Número 229 semana del 28 de Mayo al 3 de junio de 2007

Sobre la Huelga General en
el sector de la Educación

La participación contundente de las Universidades y escuelas en los paros del 2, 17 y 21 de mayo pone de relieve no sólo la capacidad de respuesta de los trabajadores contra las reformas a la Ley del ISSSTE, sino también la problemática añeja del sindicalismo universitario y la tarea pendiente de su democratización al seno de sus propias estructuras de dirección; ante esto las bases impusieron por la vía de los hechos su solución, rebasando a las direcciones charriles en los paros del 27 de marzo y 2 de mayo.

Sin embargo, esta misma situación también puso sobre la mesa el desfase de un movimiento estudiantil que en parte se mostró todavía dudoso y agobiado por sus contradicciones internas, mismas que de hecho se han centrado en la última etapa en los trabajos que desarrollan los proyectos de los distintos espacios de convergencia a nivel nacional que hoy existen, ya que una parte del sector se encuentra diseminada en ellos y otra parte no va más allá de la problemática local.

Esto también ha obligado a que las fuerzas concentradas en el Consejo Nacional de Huelga (CNH) no sólo se preocupen por la ausencia de lo que algunas veces llegan a ser masas enormes de estudiantes, sino que incluso comienzan a reclamar la reorganización del movimiento estudiantil, esta vez en torno a los paros cívicos nacionales, la labor de agitación en las escuelas y la construcción en sí de la Huelga Nacional. Esto se reflejó en la última reunión del CNH realizada en el Politécnico, en donde a pesar del lugar, los estudiantes realmente fueron una escasa minoría.

Lo anterior de ninguna forma quiere decir que los estudiantes hayan estado ausentes, de manera consecuente una serie de organizaciones, colectivos y grupos estudiantiles, entre ellos la Coordinación Nacional Estudiantil, estuvieron al pie del cañón tanto en la conformación de los consejos de huelga en las escuelas como en los cierres, tomas y paros realizados en este ferviente, combativo y más proletario mes de mayo, poniendo en algunas ocasiones el ejemplo a los trabajadores e incluso disipando sus dudas respecto al proceso.

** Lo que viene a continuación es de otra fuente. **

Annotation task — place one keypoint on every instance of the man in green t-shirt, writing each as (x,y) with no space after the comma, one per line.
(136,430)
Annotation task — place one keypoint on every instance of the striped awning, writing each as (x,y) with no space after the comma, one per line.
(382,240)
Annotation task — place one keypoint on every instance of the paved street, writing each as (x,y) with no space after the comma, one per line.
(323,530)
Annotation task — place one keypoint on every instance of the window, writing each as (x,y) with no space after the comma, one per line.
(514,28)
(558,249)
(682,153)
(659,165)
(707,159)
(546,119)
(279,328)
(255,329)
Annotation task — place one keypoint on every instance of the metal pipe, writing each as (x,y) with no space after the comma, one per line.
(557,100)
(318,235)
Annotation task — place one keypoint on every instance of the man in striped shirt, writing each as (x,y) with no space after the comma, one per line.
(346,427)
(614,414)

El problema en realidad ni siquiera son aquellas posiciones sectarias que se evidenciaron durante los paros con posiciones reaccionarias y de boicot hacia las acciones de los trabajadores, académicos y estudiantes concientes, sino que ahora, los llamados a la unidad de los estudiantes en un solo referente de lucha no pueden sonar vacíos, tienen fundamento en la necesidad real y concreta de responder al llamado de los trabajadores universitarios, pero fundamentalmente al llamado del proletariado. La cuestión es hacer estos esfuerzos cada vez más grandes y con la participación y respaldo de la comunidad estudiantil.

Existe ya una Coordinación Nacional Estudiantil que tiene que empezar a formar parte activa del Consejo Nacional de Huelga, pero que al mismo tiempo le es casi obligatoria la labor concienzuda de convencer a la enorme base estudiantil de participar en los trabajos hacia la Huelga; las posiciones que hablan sobre la mayoritaria indiferencia de los estudiantes son hasta cierto punto ciertas, pero las soluciones desmovilizadoras y conciliadoras con las posiciones antiparistas son de nefastas consecuencias para el movimiento.

Todo lo contrario, entre más dudas podamos disipar, entre más colectiva se haga la discusión sobre la Huelga, entre más cercana sienta el estudiante la lucha del trabajador mejores resultados se obtendrán. Quedan claras las acciones oportunistas de los dirigentes charros, pero tampoco se puede desperdiciar en este momento la movilización de masas que éstos generen.

Al final, se quiera o no, la lucha de clases va en ascenso, por tanto el quid está en cómo incorporar lo mejor y más rápido posible al sector estudiantil y no en si debe incorporarse o no, o si debe movilizarse ahora; si hay una lección bien aprendida para los estudiantes, es que desmovilizarnos es pernicioso, por eso hay que evitar que estas posiciones influyan en nuestro ánimo, de manera que sobre la marcha de las acciones el movimiento estudiantil recobre nuevas fuerzas.

Por el momento tenemos dos tareas inmediatas, en las cuales se requiere trabajar para asegurar su éxito: la participación en el III Paro Cívico Nacional, el 1º de junio, y; la reunión de la Coordinación Nacional Estudiantil, el 16 de Junio en la ciudad de Oaxaca.